Le parquet de Kiev s'apprête à inculper l'ex-première ministre ukrainienne Ioulia Timochenko dans l'affaire du meurtre en 1996 d'un député, une décision qui résulte, selon le parti de l'opposante, de l'« exécution » d'un ordre du président Viktor Ianoukovitch.        

Dans une interview accordée au quotidien ukrainien Kommersant, le procureur adjoint, Renat Kouzmine, a déclaré avoir « assez de preuves » pour inculper Mme Timochenko dans l'affaire du meurtre d'Evguen Chtcherban, un député tué par balle à l'aéroport de Donetsk, où elle figure pour l'instant en tant que témoin.

« Nous avons assez de preuves pour inculper Ioulia Timochenko », notamment des « déclarations de témoins selon lesquelles elle a organisé et financé » ce meurtre, a affirmé mardi M. Kouzmine, sans préciser les chefs d'inculpation.

Le parquet attend la guérison de l'opposante transférée à l'hôpital en mai en raison de hernies discales, afin de pouvoir procéder à l'inculpation, a ajouté le magistrat, qualifiant sa maladie de « farce » et de « show politique ».

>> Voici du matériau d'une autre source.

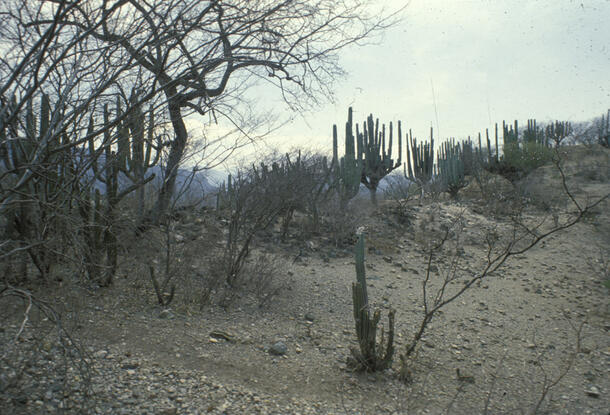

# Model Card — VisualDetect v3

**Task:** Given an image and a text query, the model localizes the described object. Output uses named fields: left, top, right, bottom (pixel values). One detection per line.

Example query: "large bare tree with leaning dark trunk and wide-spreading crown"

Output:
left=52, top=0, right=391, bottom=221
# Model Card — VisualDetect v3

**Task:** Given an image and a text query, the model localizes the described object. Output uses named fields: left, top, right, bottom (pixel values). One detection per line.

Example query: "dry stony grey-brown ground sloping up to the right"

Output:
left=0, top=148, right=610, bottom=415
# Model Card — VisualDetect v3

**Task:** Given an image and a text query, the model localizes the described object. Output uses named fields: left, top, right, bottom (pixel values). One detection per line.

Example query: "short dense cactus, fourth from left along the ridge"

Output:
left=437, top=140, right=472, bottom=199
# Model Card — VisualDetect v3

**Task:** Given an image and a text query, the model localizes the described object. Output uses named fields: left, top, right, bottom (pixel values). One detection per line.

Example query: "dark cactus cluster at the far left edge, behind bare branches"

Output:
left=0, top=94, right=73, bottom=278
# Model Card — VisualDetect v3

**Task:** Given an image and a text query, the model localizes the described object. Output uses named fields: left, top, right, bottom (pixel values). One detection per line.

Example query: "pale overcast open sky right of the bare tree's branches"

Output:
left=249, top=0, right=610, bottom=158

Selon lui, la victime était en conflit avec Mme Timochenko, qui s'occupait alors de la distribution du gaz russe en Ukraine et tentait de contraindre des entreprises de la région industrielle de Donetsk (est) à acheter cette matière première à sa société Systèmes Énergétiques Unis d'Ukraine (SEUU), grâce au soutien du premier ministre de l'époque, Pavlo Lazarenko.

Ce dernier est emprisonné aux États-Unis pour blanchiment d'argent depuis 1999.

Evguen Chtcherban, un potentat de la région dont le groupe était un concurrent de la société de Mme Timochenko, s'était publiquement opposé à l'expansion de SEUU, et l'a payé de sa vie, a soutenu le procureur adjoint.

Le parti de Mme Timochenko a accusé mardi le parquet général d'« exécuter » un ordre du président Viktor Ianoukovitch en augmentant la pression sur l'opposante.

Incarcérée depuis août et condamnée en octobre à sept ans de prison, Ioulia Timochenko est jugée dans une autre affaire pour fraude fiscale et détournement de fonds, et visée par plusieurs autres enquêtes judiciaires.

Mardi, le service pénitentiaire ukrainien a par ailleurs laissé entendre que l'opposante, dont le nouveau procès a dû être ajourné à plusieurs reprises en raison de son état de santé, pourrait assister à l'audience prévue pour le 25 juin.

Le ministère de la Santé, qui avait précédemment déconseillé le transport de Mme Timochenko au tribunal, a recommandé aux autorités de « créer des conditions particulièrement confortables » pour permettre à l'opposante d'assister à l'audience, selon un communiqué du service pénitentiaire.

Les poursuites contre Mme Timochenko ont provoqué une grave crise entre l'Ukraine et l'Union européenne, cette dernière considérant ces affaires comme politiques et réclamant la libération de l'opposante, qui clame son innocence.